Mariage au Gabon : le consentement, pilier sacré face aux unions forcées
Au Gabon, le mariage n’est ni une simple formalité administrative ni une tradition figée dans le temps. Il repose sur un principe juridique fondamental : le consentement libre et éclairé des futurs époux. Toute union imposée sous la contrainte, qu’elle soit familiale, morale ou physique, constitue une violation grave de la loi.
Le législateur gabonais l’affirme avec clarté : le mariage est un choix, jamais une obligation.
Le consentement au cœur du Code civil
Le Code civil gabonais place le consentement au centre de l’institution matrimoniale.
L’article 146 est sans ambiguïté :
« Il n’y a pas de mariage lorsqu’il n’y a point de consentement. »

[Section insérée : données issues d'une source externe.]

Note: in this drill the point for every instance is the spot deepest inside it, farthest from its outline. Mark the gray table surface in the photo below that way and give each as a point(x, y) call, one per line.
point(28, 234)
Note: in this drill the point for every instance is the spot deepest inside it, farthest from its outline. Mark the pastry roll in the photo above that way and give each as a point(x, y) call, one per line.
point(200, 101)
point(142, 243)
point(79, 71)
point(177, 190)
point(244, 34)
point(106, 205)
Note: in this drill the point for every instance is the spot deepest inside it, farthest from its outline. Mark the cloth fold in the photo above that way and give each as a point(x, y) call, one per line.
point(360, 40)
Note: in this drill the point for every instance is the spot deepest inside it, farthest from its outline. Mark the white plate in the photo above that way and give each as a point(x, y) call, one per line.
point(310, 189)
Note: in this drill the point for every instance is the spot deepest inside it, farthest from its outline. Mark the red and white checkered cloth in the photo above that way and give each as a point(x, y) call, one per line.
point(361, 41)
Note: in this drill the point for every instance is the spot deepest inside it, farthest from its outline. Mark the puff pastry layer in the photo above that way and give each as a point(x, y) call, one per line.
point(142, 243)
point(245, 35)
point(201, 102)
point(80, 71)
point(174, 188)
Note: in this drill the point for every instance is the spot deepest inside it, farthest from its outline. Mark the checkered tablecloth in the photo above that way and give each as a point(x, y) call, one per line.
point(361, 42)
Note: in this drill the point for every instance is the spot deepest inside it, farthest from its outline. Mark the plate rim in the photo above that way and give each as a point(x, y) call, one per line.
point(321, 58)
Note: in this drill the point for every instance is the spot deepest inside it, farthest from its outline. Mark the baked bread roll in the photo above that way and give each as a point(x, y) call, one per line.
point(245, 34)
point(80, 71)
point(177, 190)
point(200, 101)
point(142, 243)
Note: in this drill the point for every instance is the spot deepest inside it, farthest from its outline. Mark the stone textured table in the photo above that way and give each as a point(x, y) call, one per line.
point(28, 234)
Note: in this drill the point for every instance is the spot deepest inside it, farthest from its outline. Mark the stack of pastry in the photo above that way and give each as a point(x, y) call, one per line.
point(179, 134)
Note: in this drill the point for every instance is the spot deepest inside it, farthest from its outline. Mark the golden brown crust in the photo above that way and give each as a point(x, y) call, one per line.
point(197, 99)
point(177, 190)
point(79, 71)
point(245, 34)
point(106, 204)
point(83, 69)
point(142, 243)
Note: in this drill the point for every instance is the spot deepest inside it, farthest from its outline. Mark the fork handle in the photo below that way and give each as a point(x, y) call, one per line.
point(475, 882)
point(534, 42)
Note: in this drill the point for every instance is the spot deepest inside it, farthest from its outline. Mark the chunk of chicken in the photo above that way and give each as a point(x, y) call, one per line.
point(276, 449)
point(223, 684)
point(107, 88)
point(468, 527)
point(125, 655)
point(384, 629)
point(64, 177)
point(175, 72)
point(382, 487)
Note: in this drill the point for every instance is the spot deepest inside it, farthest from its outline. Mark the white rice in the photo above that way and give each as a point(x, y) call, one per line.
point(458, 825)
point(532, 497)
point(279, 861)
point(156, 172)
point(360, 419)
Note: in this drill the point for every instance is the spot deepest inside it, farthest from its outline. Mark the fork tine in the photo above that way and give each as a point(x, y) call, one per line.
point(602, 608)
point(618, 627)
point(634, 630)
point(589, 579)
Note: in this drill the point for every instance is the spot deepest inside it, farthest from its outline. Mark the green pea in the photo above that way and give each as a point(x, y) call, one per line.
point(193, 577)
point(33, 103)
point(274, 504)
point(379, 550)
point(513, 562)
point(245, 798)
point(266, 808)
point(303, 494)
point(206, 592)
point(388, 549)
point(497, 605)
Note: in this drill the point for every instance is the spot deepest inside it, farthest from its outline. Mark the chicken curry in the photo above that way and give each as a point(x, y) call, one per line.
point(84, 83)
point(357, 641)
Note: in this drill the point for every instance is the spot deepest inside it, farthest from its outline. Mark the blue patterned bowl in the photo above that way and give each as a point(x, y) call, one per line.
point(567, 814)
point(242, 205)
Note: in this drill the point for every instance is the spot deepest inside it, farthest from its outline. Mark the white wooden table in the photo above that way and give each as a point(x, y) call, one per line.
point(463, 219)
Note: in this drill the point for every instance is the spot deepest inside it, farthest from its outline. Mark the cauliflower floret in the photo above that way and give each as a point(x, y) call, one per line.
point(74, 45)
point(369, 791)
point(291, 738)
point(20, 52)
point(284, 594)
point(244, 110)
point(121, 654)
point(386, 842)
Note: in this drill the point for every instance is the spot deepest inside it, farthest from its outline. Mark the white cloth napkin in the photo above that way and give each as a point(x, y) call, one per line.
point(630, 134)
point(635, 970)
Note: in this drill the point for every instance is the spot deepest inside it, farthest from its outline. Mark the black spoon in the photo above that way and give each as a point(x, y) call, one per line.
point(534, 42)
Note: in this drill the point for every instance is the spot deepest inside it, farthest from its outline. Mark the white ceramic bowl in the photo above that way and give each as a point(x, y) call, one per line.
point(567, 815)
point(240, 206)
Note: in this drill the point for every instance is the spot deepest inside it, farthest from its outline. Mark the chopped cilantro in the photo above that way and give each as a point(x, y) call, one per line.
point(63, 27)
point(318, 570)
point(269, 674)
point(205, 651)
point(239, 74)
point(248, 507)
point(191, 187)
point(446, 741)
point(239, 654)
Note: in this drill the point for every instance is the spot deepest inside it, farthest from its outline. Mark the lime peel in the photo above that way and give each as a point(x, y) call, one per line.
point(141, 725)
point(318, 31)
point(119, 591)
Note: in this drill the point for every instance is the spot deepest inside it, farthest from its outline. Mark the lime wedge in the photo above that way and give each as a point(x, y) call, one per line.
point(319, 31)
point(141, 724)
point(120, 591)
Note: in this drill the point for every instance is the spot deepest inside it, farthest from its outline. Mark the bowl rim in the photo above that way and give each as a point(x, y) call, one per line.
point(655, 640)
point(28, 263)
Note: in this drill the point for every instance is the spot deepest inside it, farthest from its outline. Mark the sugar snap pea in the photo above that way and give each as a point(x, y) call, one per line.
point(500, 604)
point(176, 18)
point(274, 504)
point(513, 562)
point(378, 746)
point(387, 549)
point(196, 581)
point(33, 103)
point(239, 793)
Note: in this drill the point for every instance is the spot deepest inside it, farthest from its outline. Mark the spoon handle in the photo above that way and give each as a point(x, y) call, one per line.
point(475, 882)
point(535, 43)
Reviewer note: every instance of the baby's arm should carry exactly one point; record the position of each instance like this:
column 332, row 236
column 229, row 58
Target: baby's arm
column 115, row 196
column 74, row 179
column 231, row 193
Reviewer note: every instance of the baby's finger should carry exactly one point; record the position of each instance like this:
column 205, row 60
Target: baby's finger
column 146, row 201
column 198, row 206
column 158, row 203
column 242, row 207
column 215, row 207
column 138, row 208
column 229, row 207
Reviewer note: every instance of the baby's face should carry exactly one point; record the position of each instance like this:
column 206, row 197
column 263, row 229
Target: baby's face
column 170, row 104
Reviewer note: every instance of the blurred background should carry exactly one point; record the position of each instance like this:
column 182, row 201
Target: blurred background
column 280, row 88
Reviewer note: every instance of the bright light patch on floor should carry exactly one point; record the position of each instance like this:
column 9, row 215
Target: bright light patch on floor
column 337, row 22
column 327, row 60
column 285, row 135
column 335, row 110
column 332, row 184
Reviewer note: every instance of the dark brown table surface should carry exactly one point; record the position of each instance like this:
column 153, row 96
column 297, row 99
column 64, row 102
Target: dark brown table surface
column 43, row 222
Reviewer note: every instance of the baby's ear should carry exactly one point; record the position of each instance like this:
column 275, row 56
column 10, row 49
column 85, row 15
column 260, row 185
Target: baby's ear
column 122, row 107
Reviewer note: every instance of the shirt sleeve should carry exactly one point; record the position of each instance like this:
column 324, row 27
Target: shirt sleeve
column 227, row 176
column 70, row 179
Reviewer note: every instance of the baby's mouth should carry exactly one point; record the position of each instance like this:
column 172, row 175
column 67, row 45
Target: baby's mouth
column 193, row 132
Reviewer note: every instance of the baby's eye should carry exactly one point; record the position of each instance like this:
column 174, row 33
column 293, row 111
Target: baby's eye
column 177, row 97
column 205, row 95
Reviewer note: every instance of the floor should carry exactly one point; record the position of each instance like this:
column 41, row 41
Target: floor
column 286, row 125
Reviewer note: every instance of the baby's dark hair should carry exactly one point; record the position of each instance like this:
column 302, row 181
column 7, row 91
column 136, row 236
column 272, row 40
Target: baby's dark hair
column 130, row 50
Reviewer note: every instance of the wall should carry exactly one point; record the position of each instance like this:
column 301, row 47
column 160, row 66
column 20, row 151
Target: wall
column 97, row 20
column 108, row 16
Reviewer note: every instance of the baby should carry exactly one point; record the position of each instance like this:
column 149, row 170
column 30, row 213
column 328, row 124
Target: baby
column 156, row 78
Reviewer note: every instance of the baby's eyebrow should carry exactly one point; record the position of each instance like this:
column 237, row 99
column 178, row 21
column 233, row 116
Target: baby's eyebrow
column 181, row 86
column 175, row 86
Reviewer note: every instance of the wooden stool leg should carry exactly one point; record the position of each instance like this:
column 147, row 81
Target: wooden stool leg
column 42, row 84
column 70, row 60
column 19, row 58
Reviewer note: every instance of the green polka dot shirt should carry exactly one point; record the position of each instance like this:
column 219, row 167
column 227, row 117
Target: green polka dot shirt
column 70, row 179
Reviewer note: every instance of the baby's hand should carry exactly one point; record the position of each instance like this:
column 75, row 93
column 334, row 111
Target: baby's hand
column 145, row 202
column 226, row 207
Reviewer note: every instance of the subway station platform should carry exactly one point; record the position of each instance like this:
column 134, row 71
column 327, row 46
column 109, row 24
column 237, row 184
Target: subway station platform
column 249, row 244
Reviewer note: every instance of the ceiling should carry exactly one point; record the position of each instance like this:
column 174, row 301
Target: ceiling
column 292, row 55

Sans volonté clairement exprimée par les deux parties, l’union ne peut donc exister juridiquement.
L’article 180 renforce cette protection en précisant que le mariage peut être annulé lorsque le consentement a été extorqué par violence ou lorsqu’il y a eu erreur sur la personne. Ainsi, toute union contractée sous menace, pression morale intense ou contrainte physique peut être frappée de nullité devant les juridictions compétentes.
Des sanctions pénales contre les mariages forcés
La loi ne se limite pas à la simple annulation. Elle prévoit également des sanctions pénales contre toute personne qui impose ou organise un mariage civil ou coutumier sans le consentement libre et éclairé de l’un des époux.
Les peines peuvent aller jusqu’à cinq ans d’emprisonnement, assorties d’amendes. Cette fermeté traduit la volonté des autorités de lutter contre certaines pratiques traditionnelles contraires aux droits fondamentaux, notamment le respect de la dignité humaine et de la liberté individuelle.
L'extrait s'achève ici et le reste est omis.